La situation à El Estor est explosive: depuis dimanche, l’agglomération de 100.000 habitants a été placée en état de siège, avec le déploiement dans les rues d’un millier de militaires et de policiers.

La veille, une manifestation contre la Compagnie guatémaltèque de nickel (CGN), filiale de la société suisse Solway Investment Group, avait été dispersée violemment par les forces de l’ordre. Les manifestants bloquaient depuis près de trois semaines l’accès des camions à la mine.

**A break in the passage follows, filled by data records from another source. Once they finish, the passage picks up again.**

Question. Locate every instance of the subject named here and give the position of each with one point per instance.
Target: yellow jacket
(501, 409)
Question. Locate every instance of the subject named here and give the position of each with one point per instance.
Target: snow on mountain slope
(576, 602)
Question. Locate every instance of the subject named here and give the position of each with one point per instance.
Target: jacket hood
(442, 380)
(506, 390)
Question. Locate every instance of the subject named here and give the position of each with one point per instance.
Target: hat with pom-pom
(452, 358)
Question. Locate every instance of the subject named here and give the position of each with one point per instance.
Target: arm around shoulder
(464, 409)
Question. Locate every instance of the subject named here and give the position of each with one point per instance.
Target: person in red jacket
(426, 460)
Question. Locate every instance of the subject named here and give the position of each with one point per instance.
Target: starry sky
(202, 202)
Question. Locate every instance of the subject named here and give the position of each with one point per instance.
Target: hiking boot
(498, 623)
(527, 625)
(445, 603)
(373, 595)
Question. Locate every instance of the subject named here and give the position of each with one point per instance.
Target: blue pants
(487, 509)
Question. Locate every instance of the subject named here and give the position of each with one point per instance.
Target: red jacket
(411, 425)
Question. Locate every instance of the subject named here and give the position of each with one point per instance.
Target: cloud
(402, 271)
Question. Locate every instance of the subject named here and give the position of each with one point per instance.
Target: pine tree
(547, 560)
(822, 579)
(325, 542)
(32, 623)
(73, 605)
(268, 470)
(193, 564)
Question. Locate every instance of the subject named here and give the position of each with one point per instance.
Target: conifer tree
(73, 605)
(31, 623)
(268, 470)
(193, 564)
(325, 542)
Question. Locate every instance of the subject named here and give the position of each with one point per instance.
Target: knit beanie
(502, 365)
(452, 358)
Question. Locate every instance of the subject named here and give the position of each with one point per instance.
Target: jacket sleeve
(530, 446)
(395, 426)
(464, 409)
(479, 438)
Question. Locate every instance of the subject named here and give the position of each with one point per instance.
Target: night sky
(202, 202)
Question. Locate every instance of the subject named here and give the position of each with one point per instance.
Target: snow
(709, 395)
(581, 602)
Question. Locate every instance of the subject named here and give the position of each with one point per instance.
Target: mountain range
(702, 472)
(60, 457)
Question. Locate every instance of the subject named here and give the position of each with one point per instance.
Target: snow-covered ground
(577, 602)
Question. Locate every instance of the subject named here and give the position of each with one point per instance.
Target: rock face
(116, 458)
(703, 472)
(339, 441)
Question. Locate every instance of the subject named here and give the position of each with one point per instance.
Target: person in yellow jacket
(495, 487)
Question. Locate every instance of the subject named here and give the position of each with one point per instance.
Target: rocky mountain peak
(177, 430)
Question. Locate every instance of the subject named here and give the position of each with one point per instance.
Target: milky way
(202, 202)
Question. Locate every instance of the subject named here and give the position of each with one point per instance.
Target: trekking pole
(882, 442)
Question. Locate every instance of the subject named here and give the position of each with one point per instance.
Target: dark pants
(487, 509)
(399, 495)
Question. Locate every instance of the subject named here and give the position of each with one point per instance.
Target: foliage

Quatre policiers ont été blessés par balles. Dans la foulée, le gouvernement du président Alejandro Giammattei a suspendu pour un mois le droit de manifester dans la zone, un couvre-feu est en vigueur et les forces de l’ordre patrouillent dans les rues.

Les manifestants ont dénoncé une mesure d’intimidation et la criminalisation de leur lutte. Cristobal, lui, est inquiet mais se veut déterminé.

Le chef indigène Cristobal Pop lors d’une interview avec l’AFP à El Estor, le 24 octobre 2021 au Guatemala (AFP – Johan ORDONEZ)

« J’ai quatre enfants et il vont subir les conséquences » de l’exploitation minière, explique à l’AFP ce pêcheur artisanal de 44 ans, membre de la communauté des maya-q’eqchi’.

Il assure que lorsqu’il était adolescent, les poissons étaient abondants dans le lac de Izabal, sur la rive duquel se dresse El Estor.

Et affirme que leur nombre a diminué depuis l’entrée en activité de la mine en 2014, pointant du doigt une installation située sur les rives du lac, qui mettrait en péril les sources d’eau souterraines.

– « Spéculations » –

Le pêcheur rappelle qu’en 2017 une large nappe rouge était apparue sur la surface du lac.

Lui et ses collègues avaient mis en cause la mine et organisé des manifestations.

La mine de nickel à El Estor, le 25 octobre 2021 au Guatemala (AFP – CARLOS ALONZO)

Un pêcheur avait été tué par balles, dans des circonstances troubles, et lui-même avait été emprisonné.

Lors de la récente mobilisation, les habitants de la zone ont accusé CGN de poursuivre son activité alors que la Cour suprême a ordonné en 2020 sa suspension.

La plus haute juridiction du pays a donné raison aux habitants indigènes qui dénonçaient l’absence de consultation préalable avec la population avant l’obtention de la concession.

Comme souvent dans ce genre de situation, d’autres habitants accueillent la mine à bras ouverts car elle fournit des emplois.

L’entreprise, qui revendique près de 2.000 employés, « ne fait pas de mal à la commune, elle permet de la développer », estime ainsi Abelardo Xol, un professeur.

Dmitry Kudryakov, le directeur de la mine de nickel d’El Estor, lors d’une interview avec l’AFP, le 25 octobre 2021 au Guatemala (AFP – Carlos ALONZO)

Abelino Chub, un autre dirigeant communautaire, constate que les « gens sont divisés » sur la question. « Malheureusement le groupe en faveur de la mine ne voit que l’argent (…), mais pas les dégâts que provoque cette entreprise », estime-t-il.

Au siège de la mine, à 6 km de là, son directeur, Dmitry Kudryakov, rejette les accusations de pollution qu’il qualifie de « spéculations » d’un « petit groupe » d’opposants qui ne représente pas, selon lui, les habitants d’El Estor.

L’entrepreneur russe assure à l’AFP que la société respecte les règles internationales en matière de protection de l’environnement.

Selon lui, la nappe rouge de 2017 a résulté de la présence de « bactéries » liées à une pollution du fleuve Polochic, en amont.

La mine de nickel à El Estor, le 25 octobre 2021 au Guatemala (AFP – CARLOS ALONZO)

M. Kudryakov affirme que la décision de justice ordonnant l’arrêt de l’activité minière ne concerne qu’un permis d’extraction de matériaux situé à flanc de montagne et que cette activité a été interrompue en février.

Ce que confirme le gouvernement: « l’usine de traitement et les autres droits miniers (…) ne sont pas liés à la décision » de la Cour suprême. « Actuellement, son fonctionnement est en vigueur et est considéré comme conforme à la loi », a-t-il fait savoir dimanche dans un communiqué.